Search code examples
scalaapache-sparkstack-overflowpysparkpartialfunction

Scala PartialFunction Stackoverflow


I'm developing a Scala / Python library called PySpark Cassandra. In it I have to deal with objects serialized Python objects in the pickle format when e.g. saving data.

I have a job which fails with a stackoverlfow:

org.apache.spark.SparkException: Job aborted due to stage failure: Task 250 in stage 2.0 failed 4 times, most recent failure: Lost task 250.3 in stage 2.0 (TID 411, sp-prod-adg02.priv.tgho.nl): java.lang.StackOverflowError
        at pyspark_cassandra.UnpickledUUIDConverter$$anonfun$convertPF$1.applyOrElse(Pickling.scala:121)
        at scala.PartialFunction$OrElse.applyOrElse(PartialFunction.scala:165)
        at scala.PartialFunction$OrElse.applyOrElse(PartialFunction.scala:166)
        at scala.PartialFunction$OrElse.applyOrElse(PartialFunction.scala:166)
        ...
        at scala.PartialFunction$OrElse.applyOrElse(PartialFunction.scala:166)
        at scala.PartialFunction$OrElse.applyOrElse(PartialFunction.scala:166)

The code which starts this trace is:

object UnpickledUUIDConverter extends TypeConverter[UUID] {
  val tt = typeTag[UUID]
  def targetTypeTag = tt
  def convertPF = { case holder: UUIDHolder => holder.uuid }
}

located at https://github.com/TargetHolding/pyspark-cassandra/blob/master/src/main/scala/pyspark_cassandra/Pickling.scala#L118 (for more details and context).
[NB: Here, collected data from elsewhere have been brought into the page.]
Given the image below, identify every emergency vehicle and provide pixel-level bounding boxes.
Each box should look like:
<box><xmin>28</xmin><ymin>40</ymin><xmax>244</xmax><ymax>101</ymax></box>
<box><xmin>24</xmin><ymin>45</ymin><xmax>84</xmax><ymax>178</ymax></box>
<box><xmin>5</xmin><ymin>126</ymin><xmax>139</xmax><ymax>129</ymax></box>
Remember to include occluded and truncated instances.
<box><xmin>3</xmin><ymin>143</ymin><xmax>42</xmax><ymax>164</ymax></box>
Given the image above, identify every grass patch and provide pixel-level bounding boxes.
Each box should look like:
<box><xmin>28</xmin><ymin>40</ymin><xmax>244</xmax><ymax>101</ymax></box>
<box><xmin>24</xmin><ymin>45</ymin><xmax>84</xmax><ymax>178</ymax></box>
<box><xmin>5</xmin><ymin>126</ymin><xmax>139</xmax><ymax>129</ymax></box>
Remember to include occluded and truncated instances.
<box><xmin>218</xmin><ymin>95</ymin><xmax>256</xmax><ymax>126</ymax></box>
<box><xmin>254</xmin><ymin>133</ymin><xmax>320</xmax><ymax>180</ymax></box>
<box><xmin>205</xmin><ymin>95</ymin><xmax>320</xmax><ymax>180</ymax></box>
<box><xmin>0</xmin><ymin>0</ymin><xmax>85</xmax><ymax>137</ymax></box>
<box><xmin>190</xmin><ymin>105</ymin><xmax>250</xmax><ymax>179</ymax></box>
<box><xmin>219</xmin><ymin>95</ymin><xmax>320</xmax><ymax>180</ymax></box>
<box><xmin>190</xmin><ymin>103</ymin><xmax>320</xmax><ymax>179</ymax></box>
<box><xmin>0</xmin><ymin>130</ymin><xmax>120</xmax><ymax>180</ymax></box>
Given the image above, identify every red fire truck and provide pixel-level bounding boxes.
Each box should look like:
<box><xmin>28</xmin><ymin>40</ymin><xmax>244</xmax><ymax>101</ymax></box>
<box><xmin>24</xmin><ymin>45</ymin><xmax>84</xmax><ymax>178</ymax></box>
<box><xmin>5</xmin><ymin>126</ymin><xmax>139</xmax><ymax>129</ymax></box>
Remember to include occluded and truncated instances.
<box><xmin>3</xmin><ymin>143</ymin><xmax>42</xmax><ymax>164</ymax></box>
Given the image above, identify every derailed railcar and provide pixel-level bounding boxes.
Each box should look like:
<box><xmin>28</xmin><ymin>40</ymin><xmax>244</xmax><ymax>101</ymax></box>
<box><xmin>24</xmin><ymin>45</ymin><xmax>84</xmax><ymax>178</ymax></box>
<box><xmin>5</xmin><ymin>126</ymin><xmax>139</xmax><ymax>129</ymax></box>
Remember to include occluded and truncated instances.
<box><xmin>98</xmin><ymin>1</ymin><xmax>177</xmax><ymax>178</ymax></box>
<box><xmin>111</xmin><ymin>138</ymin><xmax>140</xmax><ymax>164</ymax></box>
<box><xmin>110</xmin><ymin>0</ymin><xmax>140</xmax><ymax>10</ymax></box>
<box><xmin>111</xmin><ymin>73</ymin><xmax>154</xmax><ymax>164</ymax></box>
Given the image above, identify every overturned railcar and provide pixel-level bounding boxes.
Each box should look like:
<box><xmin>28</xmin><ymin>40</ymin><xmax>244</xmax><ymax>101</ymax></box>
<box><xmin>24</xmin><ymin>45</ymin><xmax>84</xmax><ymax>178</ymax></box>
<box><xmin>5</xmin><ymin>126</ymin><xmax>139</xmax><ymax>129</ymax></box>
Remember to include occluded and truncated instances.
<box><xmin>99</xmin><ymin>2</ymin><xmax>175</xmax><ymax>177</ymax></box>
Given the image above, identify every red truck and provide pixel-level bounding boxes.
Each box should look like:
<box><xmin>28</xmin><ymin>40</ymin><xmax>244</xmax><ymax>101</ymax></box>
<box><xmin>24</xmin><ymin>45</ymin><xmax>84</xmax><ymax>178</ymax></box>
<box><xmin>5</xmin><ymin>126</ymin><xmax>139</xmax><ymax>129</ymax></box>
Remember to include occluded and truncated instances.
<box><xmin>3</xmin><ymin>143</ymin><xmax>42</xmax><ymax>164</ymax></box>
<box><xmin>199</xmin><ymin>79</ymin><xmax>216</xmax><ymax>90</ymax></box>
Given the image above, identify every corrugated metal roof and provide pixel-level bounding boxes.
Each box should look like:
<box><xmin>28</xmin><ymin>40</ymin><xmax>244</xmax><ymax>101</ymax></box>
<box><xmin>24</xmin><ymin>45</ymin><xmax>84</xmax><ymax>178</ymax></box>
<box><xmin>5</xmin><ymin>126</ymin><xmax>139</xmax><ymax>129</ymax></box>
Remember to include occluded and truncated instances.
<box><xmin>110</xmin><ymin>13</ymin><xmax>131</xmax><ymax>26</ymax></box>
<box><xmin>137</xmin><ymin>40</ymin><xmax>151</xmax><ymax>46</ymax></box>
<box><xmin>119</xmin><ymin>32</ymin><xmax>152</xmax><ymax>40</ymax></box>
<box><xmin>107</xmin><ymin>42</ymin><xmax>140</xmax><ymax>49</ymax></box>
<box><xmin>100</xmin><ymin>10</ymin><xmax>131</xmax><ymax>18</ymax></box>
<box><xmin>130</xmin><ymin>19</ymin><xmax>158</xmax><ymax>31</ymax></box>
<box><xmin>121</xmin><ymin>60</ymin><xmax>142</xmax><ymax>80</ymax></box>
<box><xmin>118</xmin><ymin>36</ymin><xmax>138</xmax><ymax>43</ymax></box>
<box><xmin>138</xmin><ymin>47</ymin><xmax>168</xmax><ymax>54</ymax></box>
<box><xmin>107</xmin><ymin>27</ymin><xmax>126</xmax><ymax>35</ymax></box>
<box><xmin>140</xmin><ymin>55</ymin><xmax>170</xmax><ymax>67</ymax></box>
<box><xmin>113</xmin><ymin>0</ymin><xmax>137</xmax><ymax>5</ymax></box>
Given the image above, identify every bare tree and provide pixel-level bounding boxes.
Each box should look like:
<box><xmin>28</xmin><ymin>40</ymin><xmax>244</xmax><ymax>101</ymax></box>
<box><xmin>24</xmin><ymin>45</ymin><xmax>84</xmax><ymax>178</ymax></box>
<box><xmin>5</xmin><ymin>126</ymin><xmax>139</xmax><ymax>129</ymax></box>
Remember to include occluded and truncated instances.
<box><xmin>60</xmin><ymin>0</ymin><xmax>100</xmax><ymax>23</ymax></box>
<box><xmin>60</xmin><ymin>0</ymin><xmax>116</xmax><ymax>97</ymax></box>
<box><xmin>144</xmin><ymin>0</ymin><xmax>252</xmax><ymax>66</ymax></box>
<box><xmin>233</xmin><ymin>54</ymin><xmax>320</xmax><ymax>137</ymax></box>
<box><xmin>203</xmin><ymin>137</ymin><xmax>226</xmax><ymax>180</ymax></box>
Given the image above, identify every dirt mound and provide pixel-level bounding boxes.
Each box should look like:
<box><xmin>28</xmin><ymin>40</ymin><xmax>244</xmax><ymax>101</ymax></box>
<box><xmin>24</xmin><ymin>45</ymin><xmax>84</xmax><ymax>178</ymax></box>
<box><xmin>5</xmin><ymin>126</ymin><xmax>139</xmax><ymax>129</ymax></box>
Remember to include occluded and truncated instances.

The UUIDHolder class is defined as:

class UUIDHolder {
  var uuid: UUID = null

  def __setstate__(values: HashMap[String, Object]): UUID = {
    val i = values.get("int").asInstanceOf[BigInteger]
    val buffer = ByteBuffer.wrap(i.toByteArray())
    uuid = new UUID(buffer.getLong(), buffer.getLong())
    uuid
  }
}

(the weird construct of this class is for compatibility with py4j and how UUID objects are pickled by Python)

But my understanding of Scala and the relationship between case blocks and PartialFunctions is rather limited. Especially how my case block relates to https://github.com/scala/scala/blob/2.10.x/src/library/scala/PartialFunction.scala#L166 (I'm running on Scala 2.10.5)

To worsen my situation :) I have difficulty reproducing the error consistently. It occurs in a Spark job on different nodes, but not al the time. I have a dataset for which the issue exists when saving that dataset. But I can't pin it to a particular record in the dataset.

I would not expect a StackOverflow in any case with this code. Any help would be very much appreciated!


Solution

  • To answer the simple bits:

    Your case block is a partial function literal as explained here, aka a pattern-matching anonymous function. That works because the return type of convertPF is a partial function.

    It gets an applyOrElse as described here, which avoids invoking ifDefined and then apply.

    The OrElse on your stack is just what wraps pf1 orElse pf2. Its implementation of applyOrElse delegates to each PartialFunction.

    A very long chain of pfi orElse pfi_++ could overflow the stack on evaluation, or orElse_i orElse (orElse_i++ orElse ...).